Pledge of Subsoil Use Right

The second case in our practice relates to the registration of subsoil use right pledge agreement with the competent body of the Republic of Kazakhstan (Ministry of Energy of the RK for raw hydrocarbons and Ministry of Investment and Development of the RK for common mineral resources).

Kazakhstan subsoil use laws require obtaining the competent body's permission, and registering the subsoil use right pledge agreement with the same government authority.

A recent transaction that we were involved in envisaged obtainment by the seller of the competent body's permission to pledge subsoil use right as a transaction security. Having applied to the competent body, the applicant was informed that his subsoil use right had already been pledged. It turned out that several years ago, the company had already pledged the subsoil use right under a bank loan agreement. However, the loan had already been repaid long ago, and no information on loan repayment and pledge termination was actually filed with the competent body. Hence, the register of the competent body listed the company's subsoil use right as being already encumbered.

Compared to Kazakhstan civil law governing the procedure for the termination of a pledge of movable and immovable property, and notifying public bodies of the RK thereof, the subsoil use laws do not contain similar requirements regarding the termination of the pledge of subsoil use right in the registering (competent) body. Property pledge is one of the most common ways to secure the fulfilment of obligations, and subsoil users often resort to a pledge of subsoil use right for securing certain obligations. However, we believe that in practice, issues frequently arise as to who should notify, and when should the registering body be notified of the pledge termination, and whether such notification should even be generally filed. Faced with said practice, we recognize the need to fill the gaps in Kazakhstan subsoil use laws.

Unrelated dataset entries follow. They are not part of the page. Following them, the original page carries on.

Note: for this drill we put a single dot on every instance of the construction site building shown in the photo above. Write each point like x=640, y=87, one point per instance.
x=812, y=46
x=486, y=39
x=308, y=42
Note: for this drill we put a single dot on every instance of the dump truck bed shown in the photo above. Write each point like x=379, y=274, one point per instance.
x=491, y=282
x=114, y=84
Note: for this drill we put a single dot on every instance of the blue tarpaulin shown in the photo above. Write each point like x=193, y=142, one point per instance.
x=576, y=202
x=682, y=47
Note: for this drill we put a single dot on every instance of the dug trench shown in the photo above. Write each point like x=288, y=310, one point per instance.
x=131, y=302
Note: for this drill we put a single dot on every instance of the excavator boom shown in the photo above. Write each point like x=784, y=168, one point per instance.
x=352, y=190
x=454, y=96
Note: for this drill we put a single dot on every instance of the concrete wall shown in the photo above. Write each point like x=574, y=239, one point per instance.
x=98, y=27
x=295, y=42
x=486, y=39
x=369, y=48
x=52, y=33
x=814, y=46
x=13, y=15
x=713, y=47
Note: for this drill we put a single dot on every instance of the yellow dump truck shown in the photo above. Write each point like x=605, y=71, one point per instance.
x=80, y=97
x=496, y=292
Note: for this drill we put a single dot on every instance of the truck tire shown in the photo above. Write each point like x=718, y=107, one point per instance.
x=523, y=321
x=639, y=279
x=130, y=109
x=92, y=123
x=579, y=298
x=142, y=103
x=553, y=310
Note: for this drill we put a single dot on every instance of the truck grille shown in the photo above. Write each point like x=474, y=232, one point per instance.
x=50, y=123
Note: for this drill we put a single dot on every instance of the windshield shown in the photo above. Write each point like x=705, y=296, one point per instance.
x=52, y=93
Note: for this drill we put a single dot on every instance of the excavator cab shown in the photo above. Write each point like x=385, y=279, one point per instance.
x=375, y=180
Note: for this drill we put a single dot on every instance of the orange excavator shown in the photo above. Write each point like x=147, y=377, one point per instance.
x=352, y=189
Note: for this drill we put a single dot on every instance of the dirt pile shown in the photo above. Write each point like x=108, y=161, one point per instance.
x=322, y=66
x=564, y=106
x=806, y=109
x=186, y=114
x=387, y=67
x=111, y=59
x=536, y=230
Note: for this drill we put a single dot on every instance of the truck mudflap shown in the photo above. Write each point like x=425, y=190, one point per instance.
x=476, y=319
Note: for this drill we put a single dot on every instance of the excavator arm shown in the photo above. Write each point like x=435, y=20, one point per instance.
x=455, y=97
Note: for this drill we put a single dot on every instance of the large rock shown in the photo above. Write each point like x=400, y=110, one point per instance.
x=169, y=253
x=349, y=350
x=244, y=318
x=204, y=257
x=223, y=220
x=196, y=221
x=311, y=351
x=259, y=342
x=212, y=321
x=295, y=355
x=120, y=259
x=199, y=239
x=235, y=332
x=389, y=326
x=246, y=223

These cases in our practice once again aim to illustrate the unlikelihood of the government's success in attracting investment, and creating favourable business conditions. The operation of public bodies as well as the current laws should be revised and adapted for business realities.


1. On the basis of the power of attorney from the client, which enabled us to sign on behalf of the client and file with Kazakhstan state authorities all and any documents required for property pledge termination in Kazakhstan.

2. The Land Cadaster and Technical Property Inspection Department of Almaty.

3. Public Service Center.

4. Business Identification Number.

The content of this article is intended to provide a general guide to the subject matter. Specialist advice should be sought about your specific circumstances.